Kültür ve sanat satışla birleşiyor
*Gördüğüm kadarıyla sizin firma satışları artırmada sanatla kültürü bir araya getirip projeler yapıyor değil mi?
Evet öyle. Mesela, Borusan Oto Dolmabahçe’deki projemiz, tam da öyle. Oradaki sahnede Ali Poyrazoğlu, ‘Asi Kuş’ oyunuyla bu sezon izleyiciyle buluşuyor. Kültür, sanat, moda ve tasarımı, sahip olduğumuz teknoloji ve markalarla buluşturup etkinlik ve tanıtımlar düzenledik. Dolmabahçe’de sadece tiyatro değil, farklı performanslar da olacak. Ali Poyrazoğlu ile anlaştık.

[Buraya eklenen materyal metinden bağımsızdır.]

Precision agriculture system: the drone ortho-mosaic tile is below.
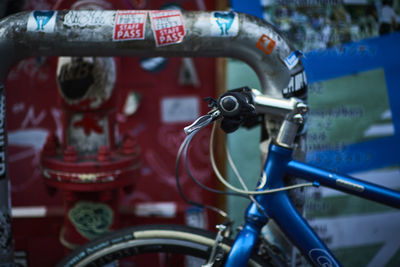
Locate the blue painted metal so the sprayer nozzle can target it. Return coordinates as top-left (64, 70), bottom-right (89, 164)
top-left (225, 220), bottom-right (262, 267)
top-left (226, 144), bottom-right (340, 267)
top-left (287, 160), bottom-right (400, 208)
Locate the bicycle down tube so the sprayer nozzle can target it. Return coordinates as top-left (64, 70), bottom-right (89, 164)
top-left (0, 10), bottom-right (303, 265)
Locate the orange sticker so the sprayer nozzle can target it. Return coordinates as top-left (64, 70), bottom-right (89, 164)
top-left (256, 34), bottom-right (276, 55)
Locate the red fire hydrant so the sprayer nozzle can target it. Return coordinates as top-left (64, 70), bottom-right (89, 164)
top-left (41, 57), bottom-right (140, 249)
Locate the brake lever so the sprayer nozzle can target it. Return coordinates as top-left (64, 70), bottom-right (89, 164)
top-left (183, 109), bottom-right (221, 135)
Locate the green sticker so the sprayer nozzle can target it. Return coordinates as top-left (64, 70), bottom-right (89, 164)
top-left (68, 201), bottom-right (113, 239)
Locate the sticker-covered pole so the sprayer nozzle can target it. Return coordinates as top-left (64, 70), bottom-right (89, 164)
top-left (0, 10), bottom-right (303, 100)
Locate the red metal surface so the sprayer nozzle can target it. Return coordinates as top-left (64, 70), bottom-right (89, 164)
top-left (6, 0), bottom-right (216, 266)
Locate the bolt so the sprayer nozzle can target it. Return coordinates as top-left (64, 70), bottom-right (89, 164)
top-left (97, 146), bottom-right (111, 162)
top-left (296, 103), bottom-right (309, 115)
top-left (293, 114), bottom-right (304, 124)
top-left (64, 146), bottom-right (78, 162)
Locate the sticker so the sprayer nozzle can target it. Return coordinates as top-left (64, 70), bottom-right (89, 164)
top-left (26, 11), bottom-right (57, 32)
top-left (161, 97), bottom-right (199, 123)
top-left (256, 172), bottom-right (267, 190)
top-left (113, 10), bottom-right (147, 41)
top-left (64, 10), bottom-right (115, 27)
top-left (68, 201), bottom-right (113, 239)
top-left (211, 11), bottom-right (239, 37)
top-left (150, 10), bottom-right (185, 47)
top-left (284, 51), bottom-right (303, 70)
top-left (256, 34), bottom-right (276, 55)
top-left (0, 87), bottom-right (7, 180)
top-left (282, 71), bottom-right (307, 98)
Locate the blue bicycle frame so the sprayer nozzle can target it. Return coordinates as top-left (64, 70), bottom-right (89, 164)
top-left (225, 144), bottom-right (400, 267)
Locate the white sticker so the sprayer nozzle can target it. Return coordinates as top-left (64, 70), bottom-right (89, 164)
top-left (26, 11), bottom-right (57, 32)
top-left (161, 97), bottom-right (199, 123)
top-left (64, 10), bottom-right (115, 27)
top-left (150, 10), bottom-right (186, 47)
top-left (113, 10), bottom-right (147, 41)
top-left (283, 71), bottom-right (307, 95)
top-left (285, 51), bottom-right (303, 70)
top-left (211, 11), bottom-right (239, 37)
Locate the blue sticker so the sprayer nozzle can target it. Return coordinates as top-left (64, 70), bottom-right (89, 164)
top-left (211, 11), bottom-right (239, 37)
top-left (27, 11), bottom-right (57, 32)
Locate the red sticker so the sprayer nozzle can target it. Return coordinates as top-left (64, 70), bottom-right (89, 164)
top-left (150, 10), bottom-right (185, 46)
top-left (113, 10), bottom-right (147, 41)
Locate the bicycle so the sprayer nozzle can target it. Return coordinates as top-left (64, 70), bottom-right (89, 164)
top-left (60, 88), bottom-right (400, 267)
top-left (0, 8), bottom-right (400, 266)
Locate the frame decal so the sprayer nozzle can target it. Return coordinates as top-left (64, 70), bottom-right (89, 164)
top-left (308, 248), bottom-right (339, 267)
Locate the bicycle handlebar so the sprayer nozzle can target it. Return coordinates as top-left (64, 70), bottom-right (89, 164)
top-left (184, 87), bottom-right (308, 138)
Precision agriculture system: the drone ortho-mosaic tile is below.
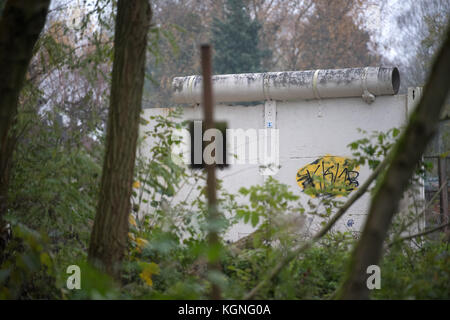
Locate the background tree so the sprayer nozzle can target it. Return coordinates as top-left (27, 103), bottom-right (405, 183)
top-left (211, 0), bottom-right (269, 74)
top-left (0, 0), bottom-right (50, 255)
top-left (338, 28), bottom-right (450, 299)
top-left (284, 0), bottom-right (378, 70)
top-left (88, 0), bottom-right (152, 278)
top-left (378, 0), bottom-right (450, 92)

Hurda parçaları heykel oluyor
Yonca Ebüzziya’yı fotoğrafladığımız Borusan Oto İstinye showroomunda eski araba parçalarından yapılan heykeller çevreyi donatıyor.
Kur artışları yeni zam gibi oldu
Vergiler bir arabayı iki katı fiyata çıkarıyor
*Otomotiv sektörü açısından 2014’ü nasıl geçirmeyi planlıyorsunuz?
İyi geçirmeyi umarak başladık yıla. Tabii ki kurların yükselmesi ve eskinin üzerine getirilen vergiler bizi son derece zorluyor. Euroya bağlı olduğumuz için doğal zam görmüş oluyor arabalar. Zaman zaman çeşitli kampanyalarımız olacak. Bu kampanyalarla, doğru pazarlama ataklarıyla doğru tanıtım ve stratejiyle bu yılı sorunsuz kapatacağımızı bekliyorum.
*Vergi açısından bakınca mesela BMW’nin fiyatı tüketiciye nasıl yansıyor?
BMW 5 serisinden bir otomobilim var. Bu içindeki aksesuar ve donanıma bağlı olarak 60-90 bin euro arasında değişen fiyatlarla satılıyor.
Üzerinde bu kadar vergi olmasaydı, normalde fiyatı yarıdan bile fazla düşecekti. 2.0’ın üzerindeki motor hacmine sahip otomobillerde KDV ve ÖTV dahil vergiler, yüzde 100’leri bulup hatta geçiyor olabilir.
Herkes tarzına göre alıyor
Otoda cinsiyet ayrımı kalktı
*Siz BMW satıyorsunuz. Mercedes’le rekabetiniz nasıl gidiyor?
Sıkı bir rekabet var. Son ODD verilerine göre Mercedes’ten öndeyiz. BMW payını yüzde 30,2’den yüzde 32,3’e yükseltip 2013’te 20 bin 705 adetlik perakende satışla 30 yılda 26’ncı kez Mercedes’i geçerek birinci oldu.
*Sattığınız arabalara daha çok kimler biniyor?
Aslında bugün keskin bir ‘bunu kadın, bunu erkek kullanır’ ayrımı yok. Artık ‘sportif kadın ve erkeğin kullandığı’, ‘daha emekçi’ ya da ‘şoförlü’ kesimin kullanmak istediği arabalar var diye sınıflandırabiliriz. Genç-yaşlı diye bir şey de yok. 4x4’ler de şehir arabasına dönüştürüldü. ‘Bugün şehirdesin, yarın dağın tepesindesin’ gibi hayat tarzlarına hitap ediyor.